With the same approach used for prescribing spectacle lenses, the Marco 3-D Wave and electronic refraction systems can be used to fine-tune rigid or soft contact lens prescriptions based on individual eye data.

Another of the newest options is individualized wavefront-corrected contact lenses from WaveTouch Technologies. According to Kevin Bligh, the California company's executive vice president, approximately 25 optometrists and ophthalmologists are currently prescribing the soft lenses. The design of the lenses is based on each eye's lower- and higher-order aberrations and intense attention is paid to the fit of the lens on the eye.

In a patented process, the eye's wavefront is measured first on its own and then again through a specially designed WaveTouch Acquisition lens. “The goal is to identify the lower- and higher-order aberrations present in each patient,” Bligh said. “These measurements are then retaken over the acquisition lens. This is important for two reasons. First, it allows us to compensate for aberrations that the lens itself causes. Second, not only is the patient's individualized correction calculated, but the location of the visual axis of the lens is optimized to the patient's visual axis.”

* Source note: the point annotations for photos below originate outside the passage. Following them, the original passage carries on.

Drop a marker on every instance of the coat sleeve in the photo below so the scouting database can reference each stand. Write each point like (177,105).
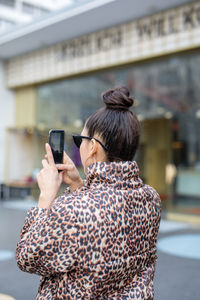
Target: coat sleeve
(48,240)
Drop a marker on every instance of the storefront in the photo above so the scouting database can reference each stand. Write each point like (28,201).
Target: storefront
(158,58)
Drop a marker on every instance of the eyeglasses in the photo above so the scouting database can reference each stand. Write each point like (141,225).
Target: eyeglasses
(78,140)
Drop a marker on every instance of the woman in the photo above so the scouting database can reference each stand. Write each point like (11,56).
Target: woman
(97,240)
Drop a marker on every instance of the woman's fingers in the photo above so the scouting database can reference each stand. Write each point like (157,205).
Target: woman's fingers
(45,163)
(49,154)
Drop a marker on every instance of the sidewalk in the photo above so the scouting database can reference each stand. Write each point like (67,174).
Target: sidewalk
(176,278)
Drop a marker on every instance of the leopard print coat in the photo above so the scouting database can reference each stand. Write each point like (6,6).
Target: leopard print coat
(98,242)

Two aberrometers have been certified for use in prescribing the WaveTouch lenses: the iTrace Combo from Tracey

Technologies and the 3-D Wave Analyzer from Marco. Doctors send the patient's measurements to the company, where they're converted into a manufacturing data point file that guides the production of a methafilcon A lens for quarterly replacement.

The lenses can provide the best possible vision for patients with various levels of higher-order aberrations, and can be a particularly helpful option for difficult-to-correct vision, such as in keratoconus and post-LASIK cases.6

Advanced Diagnostics on the Horizon

The wavefront-related innovations in spectacles and contact lenses that have occurred already will continue to progress as long as they're providing superior vision for patients, said Paul Karpecki, OD, FAAO, director of research in cornea and external disease at Koffler Vision Group in Lexington, Ky. He also said he expects wavefront technology to be used more and more in optometric practices for the diagnosis of conditions other than refractive error.

“Evidence is emerging that clinicians can use wavefront to objectively detect the visual effects of early cataracts7 (which can be difficult to do with our traditional tools), and whether surgery is needed. It's really beginning to look as if our old friend the phoropter eventually will be replaced by measurements of both lower- and higher-order aberrations. The increasing availability of quality, less expensive aberrometers, which are often being combined with other types of instrumentation, makes this even more likely.” nOD

References

  1. Yoon GY, Williams DR. Visual performance after correcting the monochromatic and chromatic aberrations of the eye. J Opt Soc Am A Opt Image Sci Vis. 2002;19:266–275.
  2. Schallhorn SC, Farjo AA, Huang D. Wavefront-guided LASIK for the correction of primary myopia and astigmatism a report by the American Academy of Ophthalmology. Ophthalmology. 2008;115:1249–1261.
  3. Dick HB. Recent developments in aspheric intraocular lenses. Curr Opin Ophthalmol. 2009;20:25–32.
  4. Seiple WH, Szlyk JP. Clinical investigation into the vision performance provided by the iZon spectacle lens system. Review of Optometry. October 2008:S1–S16.
  5. Pantanelli S, MacRae S, Jeong TM, Yoon G. Characterizing the wave aberration in eyes with keratoconus or penetrating keratoplasty using a high-dynamic range wavefront sensor. Ophthalmology. 2007;114:2013–2021.
  6. Meshel LG. Wavefront corrected contact lenses a new opportunity for low vision and hard to fit patients. Poster presented at the Global Specialty Lens Symposium, January 15–18, 2009, Las Vegas, Nev.
  7. Sachdev N, Ormonde SE, Sherwin T, McGhee CN. Higher-order aberrations of lenticular opacities. J Cataract Refract Surg. 2004;30:1642–1648.